Hearing the Room Through the Shape of the Drum: Modal-Guided Sound Recovery from Multi-Point Surface Vibrations

TL;DR

This paper introduces a physics-guided model and multi-point vibrometry system to recover scene sound from complex objects with poor or resonant vibrations, outperforming traditional methods.

Contribution

It develops a novel vibration formation model and multi-point sensing approach to improve sound recovery from challenging objects with resonant responses.

Findings

Significantly outperforms traditional single-point vibrometry in challenging scenarios.

Effectively fuses multiple vibration signals to estimate original scene sound.

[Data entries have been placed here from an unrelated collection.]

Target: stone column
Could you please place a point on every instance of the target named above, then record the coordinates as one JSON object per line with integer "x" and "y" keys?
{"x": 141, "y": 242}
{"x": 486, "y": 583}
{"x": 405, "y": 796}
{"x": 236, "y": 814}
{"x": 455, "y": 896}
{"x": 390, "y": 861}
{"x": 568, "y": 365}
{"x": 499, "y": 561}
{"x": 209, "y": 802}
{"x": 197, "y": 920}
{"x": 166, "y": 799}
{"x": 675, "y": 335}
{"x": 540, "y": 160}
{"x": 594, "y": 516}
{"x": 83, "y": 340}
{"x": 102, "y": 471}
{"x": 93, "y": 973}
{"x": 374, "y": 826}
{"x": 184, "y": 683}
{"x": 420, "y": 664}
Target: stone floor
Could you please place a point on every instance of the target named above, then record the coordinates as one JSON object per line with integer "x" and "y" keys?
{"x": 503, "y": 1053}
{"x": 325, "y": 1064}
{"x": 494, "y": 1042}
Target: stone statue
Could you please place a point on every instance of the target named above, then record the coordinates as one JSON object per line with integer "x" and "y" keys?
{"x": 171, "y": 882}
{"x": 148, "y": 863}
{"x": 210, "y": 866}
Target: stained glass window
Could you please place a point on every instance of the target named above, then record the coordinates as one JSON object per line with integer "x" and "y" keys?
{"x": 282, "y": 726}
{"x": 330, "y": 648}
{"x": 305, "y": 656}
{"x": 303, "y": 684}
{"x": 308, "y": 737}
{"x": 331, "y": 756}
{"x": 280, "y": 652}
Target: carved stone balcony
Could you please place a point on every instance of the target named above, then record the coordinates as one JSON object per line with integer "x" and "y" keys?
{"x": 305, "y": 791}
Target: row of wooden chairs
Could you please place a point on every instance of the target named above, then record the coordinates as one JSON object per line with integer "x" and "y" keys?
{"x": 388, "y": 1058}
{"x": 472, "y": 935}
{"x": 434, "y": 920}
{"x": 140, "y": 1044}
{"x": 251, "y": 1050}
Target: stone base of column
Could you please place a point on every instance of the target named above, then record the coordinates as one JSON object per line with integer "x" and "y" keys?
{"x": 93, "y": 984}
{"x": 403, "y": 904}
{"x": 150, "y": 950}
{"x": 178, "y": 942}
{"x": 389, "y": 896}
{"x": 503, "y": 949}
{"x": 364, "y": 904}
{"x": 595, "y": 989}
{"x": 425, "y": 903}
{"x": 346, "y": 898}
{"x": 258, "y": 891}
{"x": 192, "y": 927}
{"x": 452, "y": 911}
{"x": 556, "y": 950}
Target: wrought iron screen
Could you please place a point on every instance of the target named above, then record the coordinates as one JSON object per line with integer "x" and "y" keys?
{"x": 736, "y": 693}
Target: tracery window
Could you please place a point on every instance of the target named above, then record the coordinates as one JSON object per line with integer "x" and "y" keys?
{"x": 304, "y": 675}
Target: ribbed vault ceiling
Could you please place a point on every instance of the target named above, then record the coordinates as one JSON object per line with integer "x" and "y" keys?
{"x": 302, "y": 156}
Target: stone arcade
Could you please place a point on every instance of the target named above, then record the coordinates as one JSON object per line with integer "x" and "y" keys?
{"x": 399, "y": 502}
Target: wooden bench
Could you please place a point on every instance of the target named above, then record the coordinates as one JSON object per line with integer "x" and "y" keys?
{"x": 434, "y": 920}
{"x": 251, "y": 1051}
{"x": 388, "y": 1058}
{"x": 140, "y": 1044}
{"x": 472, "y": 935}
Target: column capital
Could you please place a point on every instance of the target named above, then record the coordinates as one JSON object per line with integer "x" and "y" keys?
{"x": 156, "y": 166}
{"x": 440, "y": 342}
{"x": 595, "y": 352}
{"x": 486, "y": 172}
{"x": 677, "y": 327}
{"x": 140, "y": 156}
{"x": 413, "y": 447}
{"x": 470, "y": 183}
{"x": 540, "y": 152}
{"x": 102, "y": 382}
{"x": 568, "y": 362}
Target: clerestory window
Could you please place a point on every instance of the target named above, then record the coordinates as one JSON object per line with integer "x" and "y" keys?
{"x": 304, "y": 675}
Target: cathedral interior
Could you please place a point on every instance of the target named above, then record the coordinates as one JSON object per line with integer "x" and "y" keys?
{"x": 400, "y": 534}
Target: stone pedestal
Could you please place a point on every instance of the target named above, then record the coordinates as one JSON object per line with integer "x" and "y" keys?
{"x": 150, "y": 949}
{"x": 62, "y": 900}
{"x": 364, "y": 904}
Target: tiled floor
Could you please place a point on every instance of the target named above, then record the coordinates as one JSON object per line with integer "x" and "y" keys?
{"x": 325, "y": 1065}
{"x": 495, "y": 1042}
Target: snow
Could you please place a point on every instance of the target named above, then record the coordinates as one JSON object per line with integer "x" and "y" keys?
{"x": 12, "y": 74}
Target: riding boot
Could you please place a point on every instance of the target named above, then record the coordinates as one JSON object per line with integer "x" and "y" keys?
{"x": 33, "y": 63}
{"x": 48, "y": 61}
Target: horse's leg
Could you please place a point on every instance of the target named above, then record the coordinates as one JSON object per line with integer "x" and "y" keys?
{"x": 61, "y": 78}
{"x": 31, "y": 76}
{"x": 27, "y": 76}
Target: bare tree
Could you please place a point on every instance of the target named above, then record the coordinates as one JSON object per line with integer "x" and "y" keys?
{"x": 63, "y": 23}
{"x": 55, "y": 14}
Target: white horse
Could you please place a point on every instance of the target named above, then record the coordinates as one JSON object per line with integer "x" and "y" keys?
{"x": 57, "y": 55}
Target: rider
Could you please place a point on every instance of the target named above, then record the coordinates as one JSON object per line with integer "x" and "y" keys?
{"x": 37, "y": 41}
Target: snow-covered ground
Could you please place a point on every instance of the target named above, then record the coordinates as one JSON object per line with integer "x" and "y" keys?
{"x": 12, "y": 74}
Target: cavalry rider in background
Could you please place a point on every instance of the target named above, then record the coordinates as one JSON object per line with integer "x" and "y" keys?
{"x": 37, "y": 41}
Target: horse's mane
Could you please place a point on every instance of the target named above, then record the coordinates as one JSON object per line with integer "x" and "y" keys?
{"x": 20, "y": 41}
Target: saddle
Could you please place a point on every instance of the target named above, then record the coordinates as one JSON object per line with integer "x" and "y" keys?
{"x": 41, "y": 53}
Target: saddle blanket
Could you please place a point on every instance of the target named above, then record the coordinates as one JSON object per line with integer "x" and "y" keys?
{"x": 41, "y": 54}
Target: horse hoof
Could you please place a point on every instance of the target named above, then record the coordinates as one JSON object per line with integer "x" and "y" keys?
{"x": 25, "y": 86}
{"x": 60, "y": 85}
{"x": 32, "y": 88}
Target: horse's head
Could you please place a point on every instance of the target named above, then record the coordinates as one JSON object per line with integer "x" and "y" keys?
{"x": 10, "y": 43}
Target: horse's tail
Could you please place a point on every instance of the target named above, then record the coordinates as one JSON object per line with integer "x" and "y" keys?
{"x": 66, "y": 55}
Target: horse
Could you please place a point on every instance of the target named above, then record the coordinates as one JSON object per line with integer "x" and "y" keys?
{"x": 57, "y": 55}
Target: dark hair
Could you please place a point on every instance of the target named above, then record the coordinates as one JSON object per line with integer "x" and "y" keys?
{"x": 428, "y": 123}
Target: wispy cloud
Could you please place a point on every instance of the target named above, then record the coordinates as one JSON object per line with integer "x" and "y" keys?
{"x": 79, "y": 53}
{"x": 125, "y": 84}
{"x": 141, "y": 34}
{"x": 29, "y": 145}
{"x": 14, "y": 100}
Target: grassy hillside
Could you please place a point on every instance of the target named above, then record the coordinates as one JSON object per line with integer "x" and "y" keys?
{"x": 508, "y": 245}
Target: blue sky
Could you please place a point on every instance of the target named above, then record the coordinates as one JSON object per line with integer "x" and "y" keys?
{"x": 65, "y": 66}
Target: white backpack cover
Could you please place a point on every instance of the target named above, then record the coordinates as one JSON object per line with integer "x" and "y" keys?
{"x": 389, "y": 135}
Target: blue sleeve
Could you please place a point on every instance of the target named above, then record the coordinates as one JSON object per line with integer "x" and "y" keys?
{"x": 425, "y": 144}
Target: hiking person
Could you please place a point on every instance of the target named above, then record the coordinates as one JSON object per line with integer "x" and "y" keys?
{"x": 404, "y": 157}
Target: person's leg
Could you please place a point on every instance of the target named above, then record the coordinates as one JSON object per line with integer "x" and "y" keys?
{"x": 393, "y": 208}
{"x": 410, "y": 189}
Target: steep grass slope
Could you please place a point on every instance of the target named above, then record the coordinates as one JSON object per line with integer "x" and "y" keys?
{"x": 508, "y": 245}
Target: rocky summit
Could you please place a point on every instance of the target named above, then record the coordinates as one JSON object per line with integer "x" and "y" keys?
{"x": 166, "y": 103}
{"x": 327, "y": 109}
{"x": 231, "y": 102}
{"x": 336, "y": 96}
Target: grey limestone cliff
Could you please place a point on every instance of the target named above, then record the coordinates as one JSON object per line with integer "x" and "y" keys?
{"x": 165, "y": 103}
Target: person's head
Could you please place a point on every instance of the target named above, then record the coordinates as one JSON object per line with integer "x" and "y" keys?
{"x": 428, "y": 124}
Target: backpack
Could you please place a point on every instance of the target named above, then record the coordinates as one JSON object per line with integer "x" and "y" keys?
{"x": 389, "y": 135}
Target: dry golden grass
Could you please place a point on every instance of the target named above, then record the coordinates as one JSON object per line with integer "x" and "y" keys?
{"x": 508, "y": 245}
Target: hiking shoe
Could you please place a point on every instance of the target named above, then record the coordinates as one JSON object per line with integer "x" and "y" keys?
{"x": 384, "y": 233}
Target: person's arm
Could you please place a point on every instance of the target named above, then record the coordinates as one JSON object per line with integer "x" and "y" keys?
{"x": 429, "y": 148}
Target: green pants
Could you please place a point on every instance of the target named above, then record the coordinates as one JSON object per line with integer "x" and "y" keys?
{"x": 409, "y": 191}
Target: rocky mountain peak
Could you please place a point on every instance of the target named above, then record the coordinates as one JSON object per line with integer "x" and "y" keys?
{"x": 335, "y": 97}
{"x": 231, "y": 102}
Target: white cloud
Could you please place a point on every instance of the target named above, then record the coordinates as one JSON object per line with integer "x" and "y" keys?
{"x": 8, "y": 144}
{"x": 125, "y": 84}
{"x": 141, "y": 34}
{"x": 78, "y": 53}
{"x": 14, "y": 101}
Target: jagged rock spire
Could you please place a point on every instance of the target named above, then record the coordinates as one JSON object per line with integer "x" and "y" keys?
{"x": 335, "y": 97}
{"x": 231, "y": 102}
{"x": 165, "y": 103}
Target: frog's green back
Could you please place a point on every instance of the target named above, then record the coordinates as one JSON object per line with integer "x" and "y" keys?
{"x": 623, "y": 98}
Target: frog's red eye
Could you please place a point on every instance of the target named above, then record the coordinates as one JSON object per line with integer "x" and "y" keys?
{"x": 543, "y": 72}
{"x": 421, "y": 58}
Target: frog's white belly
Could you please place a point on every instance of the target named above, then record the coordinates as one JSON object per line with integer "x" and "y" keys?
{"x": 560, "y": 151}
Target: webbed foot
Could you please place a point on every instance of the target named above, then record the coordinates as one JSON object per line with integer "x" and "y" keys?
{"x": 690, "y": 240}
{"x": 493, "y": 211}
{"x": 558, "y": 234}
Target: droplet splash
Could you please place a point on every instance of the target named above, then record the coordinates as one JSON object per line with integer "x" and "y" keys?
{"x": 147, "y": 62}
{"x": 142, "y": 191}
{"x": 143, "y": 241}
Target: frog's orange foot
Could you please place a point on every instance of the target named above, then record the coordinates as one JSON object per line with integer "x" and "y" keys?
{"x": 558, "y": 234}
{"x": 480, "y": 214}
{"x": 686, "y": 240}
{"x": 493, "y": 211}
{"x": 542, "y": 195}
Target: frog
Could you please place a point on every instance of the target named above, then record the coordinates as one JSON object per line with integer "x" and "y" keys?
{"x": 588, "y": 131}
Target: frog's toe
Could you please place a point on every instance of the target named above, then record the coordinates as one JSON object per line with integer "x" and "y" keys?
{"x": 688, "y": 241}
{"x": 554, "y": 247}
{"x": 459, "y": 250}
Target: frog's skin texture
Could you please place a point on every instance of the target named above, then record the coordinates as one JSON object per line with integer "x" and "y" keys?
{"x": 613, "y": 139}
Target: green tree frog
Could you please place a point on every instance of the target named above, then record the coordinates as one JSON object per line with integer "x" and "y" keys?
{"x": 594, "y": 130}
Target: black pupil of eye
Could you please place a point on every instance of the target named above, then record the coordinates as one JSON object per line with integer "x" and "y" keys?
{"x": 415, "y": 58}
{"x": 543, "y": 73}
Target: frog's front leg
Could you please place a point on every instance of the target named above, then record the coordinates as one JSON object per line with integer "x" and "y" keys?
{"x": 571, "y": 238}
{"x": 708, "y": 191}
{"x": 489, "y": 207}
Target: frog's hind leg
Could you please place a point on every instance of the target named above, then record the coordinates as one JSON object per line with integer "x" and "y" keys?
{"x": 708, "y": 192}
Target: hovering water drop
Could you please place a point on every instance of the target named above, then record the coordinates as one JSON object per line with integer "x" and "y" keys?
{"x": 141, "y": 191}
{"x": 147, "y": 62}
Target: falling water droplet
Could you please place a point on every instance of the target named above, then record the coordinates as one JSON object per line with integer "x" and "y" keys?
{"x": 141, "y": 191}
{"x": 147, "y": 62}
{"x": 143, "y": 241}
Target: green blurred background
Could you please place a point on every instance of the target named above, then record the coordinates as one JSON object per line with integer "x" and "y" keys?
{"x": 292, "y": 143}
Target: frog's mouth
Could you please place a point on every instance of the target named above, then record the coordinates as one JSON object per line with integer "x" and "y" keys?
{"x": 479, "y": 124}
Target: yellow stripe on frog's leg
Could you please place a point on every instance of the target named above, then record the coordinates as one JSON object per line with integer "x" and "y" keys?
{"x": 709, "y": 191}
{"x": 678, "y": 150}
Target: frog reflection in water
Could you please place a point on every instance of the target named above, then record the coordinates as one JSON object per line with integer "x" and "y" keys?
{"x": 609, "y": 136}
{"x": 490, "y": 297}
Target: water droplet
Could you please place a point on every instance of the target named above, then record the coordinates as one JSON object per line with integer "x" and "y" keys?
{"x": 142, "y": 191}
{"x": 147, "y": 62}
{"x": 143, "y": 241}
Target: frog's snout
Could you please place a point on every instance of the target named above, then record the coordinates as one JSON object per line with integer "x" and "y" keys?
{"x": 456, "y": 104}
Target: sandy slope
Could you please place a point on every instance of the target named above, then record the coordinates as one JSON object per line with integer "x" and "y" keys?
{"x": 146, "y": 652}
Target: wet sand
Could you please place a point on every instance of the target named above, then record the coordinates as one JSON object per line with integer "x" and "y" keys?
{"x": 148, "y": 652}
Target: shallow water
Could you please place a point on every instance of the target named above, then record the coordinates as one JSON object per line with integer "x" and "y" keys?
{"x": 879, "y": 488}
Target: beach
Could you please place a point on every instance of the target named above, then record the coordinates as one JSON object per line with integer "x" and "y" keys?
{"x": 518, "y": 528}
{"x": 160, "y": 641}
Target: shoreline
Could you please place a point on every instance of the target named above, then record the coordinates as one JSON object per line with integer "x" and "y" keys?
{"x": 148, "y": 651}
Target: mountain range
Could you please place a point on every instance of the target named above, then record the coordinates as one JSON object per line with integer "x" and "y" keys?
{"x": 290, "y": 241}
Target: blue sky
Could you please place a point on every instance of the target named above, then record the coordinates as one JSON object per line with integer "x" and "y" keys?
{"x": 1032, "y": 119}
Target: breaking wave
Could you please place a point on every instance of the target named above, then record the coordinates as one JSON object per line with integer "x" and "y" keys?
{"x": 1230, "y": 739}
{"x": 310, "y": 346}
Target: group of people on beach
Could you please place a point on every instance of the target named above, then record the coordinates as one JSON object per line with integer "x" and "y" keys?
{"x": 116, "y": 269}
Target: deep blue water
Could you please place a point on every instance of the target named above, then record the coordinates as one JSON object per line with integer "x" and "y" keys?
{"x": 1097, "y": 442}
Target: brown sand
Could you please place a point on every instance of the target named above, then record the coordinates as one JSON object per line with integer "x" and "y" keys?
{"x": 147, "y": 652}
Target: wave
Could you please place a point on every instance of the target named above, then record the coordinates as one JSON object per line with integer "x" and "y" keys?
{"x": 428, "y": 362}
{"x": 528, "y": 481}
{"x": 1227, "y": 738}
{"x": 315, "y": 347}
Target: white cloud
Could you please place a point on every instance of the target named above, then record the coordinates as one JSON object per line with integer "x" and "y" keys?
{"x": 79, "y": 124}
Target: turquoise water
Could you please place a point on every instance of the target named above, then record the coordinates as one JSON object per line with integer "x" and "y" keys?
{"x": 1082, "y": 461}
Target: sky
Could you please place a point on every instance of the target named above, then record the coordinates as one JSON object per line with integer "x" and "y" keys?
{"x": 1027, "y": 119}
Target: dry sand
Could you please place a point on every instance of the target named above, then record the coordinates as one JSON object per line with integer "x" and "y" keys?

Demonstrates successful sound recovery from various everyday objects.

Abstract

Optical vibration sensing enables recovering the scene sound directly from the surface vibration of nearby objects, turning everyday objects into ``visual microphones''. However, most prior methods had focused on capturing the vibrations of specific objects with highly favorable vibration responses. These include objects where the surface vibrations are generated by the object itself (e.g., speaker membrane or guitar body) or objects consisting of a thin membrane which is highly reactive to sound (e.g., a chip bag or the leaf of a plant). In this paper, we tackle sound recovery for a more challenging class of solid objects whose vibration responses are poor or highly resonant. We simultaneously capture vibrations for multiple surface points on the object using a speckle-based vibrometry imaging system. Then, we derive a novel physics-guided vibration formation model that relates the scene sound source to the captured multi-point multi-axis vibrations via the object's vibrational modes. The model is then used to reverse the resonant transfer function of the vibrating object, fusing multiple vibration signals to estimate the original sound source in the scene. We evaluate our approach by recovering sound from a variety of everyday objects, demonstrating that it significantly outperforms traditional single-point speckle vibrometry in challenging scenarios and other signal-processing-based methods for multi-signal fusing.